Yelawolf, a.k.a. Catfish Billy, a.k.a. Michael Wayne Atha, is in a van rumbling through rough and huge Canadian mountains, about as far away from a comfort zone as possible for a NASCAR-loving, shotgun-blasting, catfish-wrasslin’ rapper, as the creation myth goes. But there’s a good reason the Gadsden, AL-born rapper is balls deep in wilderness, bound for Vancouver: He’s in the midst of a 45-day tour, his biggest yet, and this is his second chance to blow up, something nobody in this business gets. Cell-phone waves seem to get sucked up by the hills; sleep is in short supply thanks to the jostling of the rubble-strewn road. Yet he knows he’s lucky, and so the rapper accepts that this is his row to hoe, his grind to complete.

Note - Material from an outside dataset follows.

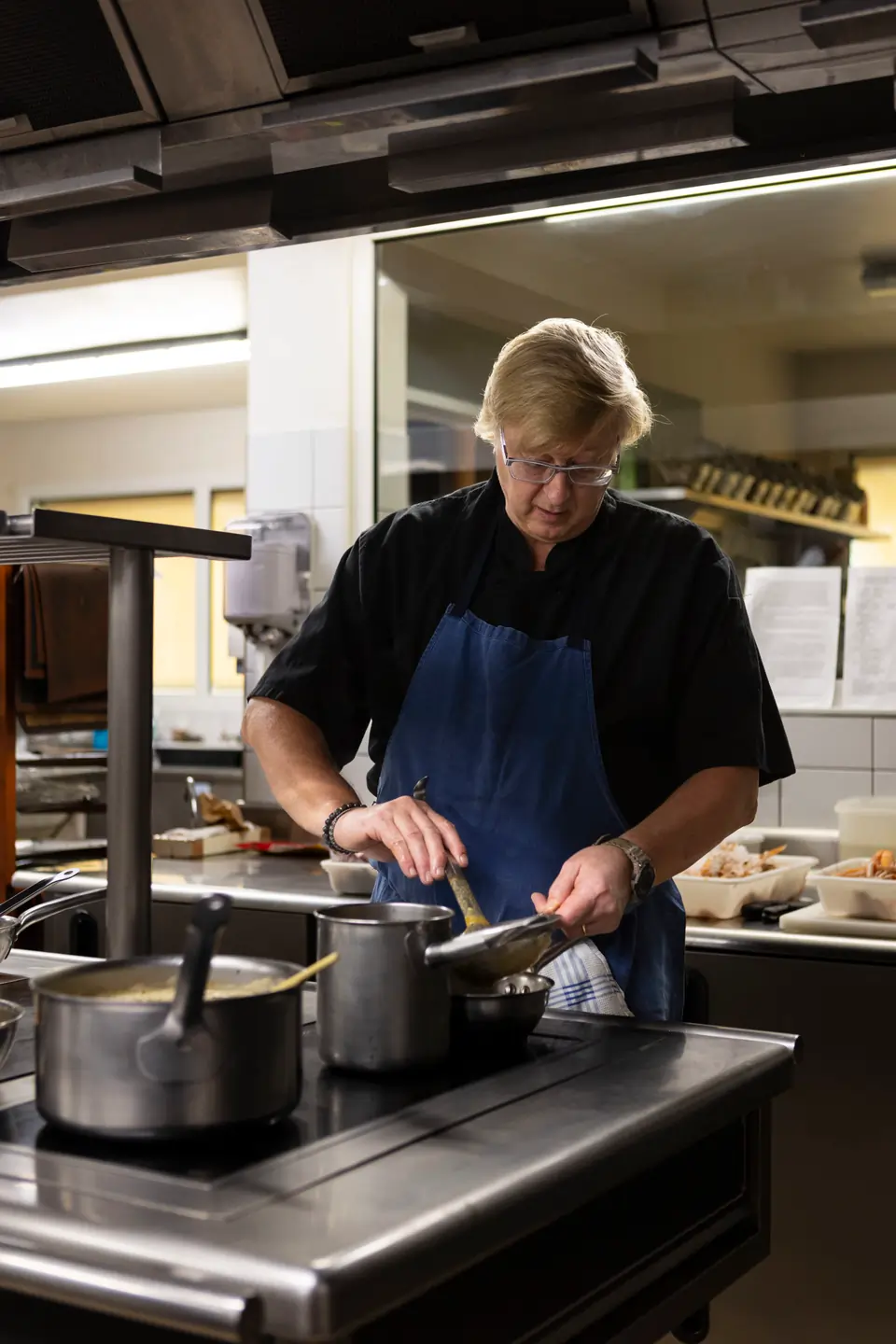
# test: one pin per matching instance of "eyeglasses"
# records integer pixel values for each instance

“There’s no time to fuck around out here, man. This shit is straight work,” Yelawolf says, ticking off his brutal regimen of two shows a day, “slot gigs” that suck up his days off and a frequent-flier history that makes traveling salesmen look like regional paper mill executives. “We get on the road usually anywhere from four to six in the morning, and we travel five to eight hours. We go straight to sound check, we do the show, we hit the hotel and then we back at it again. That’s how it’s been.”

Signed to Interscope Records this year after a series of hype-boosting mixtapes and a guns-blazing SXSW appearance, the rapper has nailed most of the plot points of the well-thumbed rock star script. Before there was the tour schedule to end all, the one that aims to leave no college town uninitiated, there was the beginning.

Yelawolf’s creation myth is well worn — and balanced on that edge between caricature and hoary marketing cliché and genuine biography. Take an unexpected guy — in this case, a white dude who grew up 30 miles from the Talladega Superspeedway — and uproot him like an itinerant, shaking loose his sense of self. Make him a high-school dropout, and mix in a dose of wayward wandering (Yelawolf moved to Berkeley, California, to pursue a pro-skating career, succumbed to injuries and eventually took a failed swing at crewing on an Alaskan fishing boat). Then layer on, top an eventual burst of self-discovery in an unexpected genre, in this case, rap. Cue fame and fortune and, finally, a disheartening major-label affair that ends in ruins.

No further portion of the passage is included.